Wirtschaft

«Claude Béglés Vergleich der Post mit Nestlé war ungeschickt»

Von David Schaffner, Bern. Aktualisiert am 08.01.2010 11 Kommentare

Die künftigen Verwaltungsräte der Post müssten harte Auseinandersetzungen führen können – und zwar ohne in Streit zu geraten. Das sagt Moritz Leuenbergers Chefbeamter Hans Werder.

«Béglé ist als Präsident, nicht als Konzernleiter der Post gewählt»: Hans Werder, Uvek-Generalsekretär.

«Béglé ist als Präsident, nicht als Konzernleiter der Post gewählt»: Hans Werder, Uvek-Generalsekretär.
Bild: Reuters

Unter Präsident Claude Béglé ist bei der Post ein heftiger Streit ausgebrochen. Es gab mehrere Abgänge. War Béglé die falsche Wahl?
Nein, das war es nicht. Seit die Post kein Monopol mehr hat, befindet sie sich in einem unruhigen Fahrwasser. Es ist durch die Konkurrenzsituation viel schwieriger geworden, diesen Betrieb zu führen. Da erwarten wir, dass die Verwaltungsräte verschiedene Meinungen einbringen und ausdiskutieren. In allen bundesnahen Betrieben gibt es ähnliche Auseinandersetzungen. Das ist nichts Aussergewöhnliches.

So viele Abgänge wie bei der Post sind doch nicht üblich.
Der Konflikt hat eine Vorgeschichte: Zwischen dem alten und dem neuen Verwaltungsratspräsidenten sind Konflikte entstanden. Danach gab es im Verwaltungsrat eine Lagerbildung. Es wurde rasch klar, dass eine schwierige Situation entstehen würde.

Bundesrat Moritz Leuenberger hat mittlerweile klare Distanz zu Béglé signalisiert. Ist seine Abwahl im Mai wahrscheinlich geworden?
Moritz Leuenberger hat eine Arbeitsgruppe eingesetzt, die die Funktionsfähigkeit des Verwaltungsrates genau überprüfen wird und die personellen Neubesetzungen vorbereitet. Wir wollen dieser Analyse nicht vorgreifen. Wenn möglich wollen wir aber die Erneuerungswahl vor dem regulären Datum im Mai durchführen.

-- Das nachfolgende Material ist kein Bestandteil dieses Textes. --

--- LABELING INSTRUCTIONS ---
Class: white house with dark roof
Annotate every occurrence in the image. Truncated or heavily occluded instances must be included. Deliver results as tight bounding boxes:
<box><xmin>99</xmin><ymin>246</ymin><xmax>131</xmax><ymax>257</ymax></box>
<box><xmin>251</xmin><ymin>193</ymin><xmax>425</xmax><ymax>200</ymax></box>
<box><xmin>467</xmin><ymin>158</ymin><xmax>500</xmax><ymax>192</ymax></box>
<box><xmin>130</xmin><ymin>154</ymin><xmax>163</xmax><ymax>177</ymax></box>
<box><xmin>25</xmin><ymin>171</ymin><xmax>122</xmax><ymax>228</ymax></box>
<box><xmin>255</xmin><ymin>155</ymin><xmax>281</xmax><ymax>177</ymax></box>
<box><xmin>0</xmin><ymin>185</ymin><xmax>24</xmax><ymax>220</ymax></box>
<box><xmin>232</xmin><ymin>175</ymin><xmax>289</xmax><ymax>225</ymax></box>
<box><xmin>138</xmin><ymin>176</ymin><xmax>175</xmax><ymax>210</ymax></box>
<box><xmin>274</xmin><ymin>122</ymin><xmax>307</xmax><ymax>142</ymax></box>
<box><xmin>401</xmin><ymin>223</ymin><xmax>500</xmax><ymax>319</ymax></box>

Ist ein solches Verfahren vor der Erneuerungswahl üblich, oder ist es als Misstrauensvotum gegenüber dem Gremium zu verstehen?
Bei den Gesamterneuerungswahlen überprüfen wir immer, wie die Gesamtleistung war. Zusätzlich werden wir nun einzelne Ereignisse genau aufarbeiten. Wir haben überdies mehr Vakanzen als üblicherweise. Bei der Personenwahl ist entscheidend: Wir müssen das Gremium so zusammensetzen, dass harte inhaltliche Auseinandersetzungen möglich sind, ohne dass sich persönliche Konflikte ergeben. Einen stromlinienförmigen Verwaltungsrat darf es nicht geben. Schon gar nicht einen, bei dem alle Mitglieder die Meinung des Präsidenten teilen.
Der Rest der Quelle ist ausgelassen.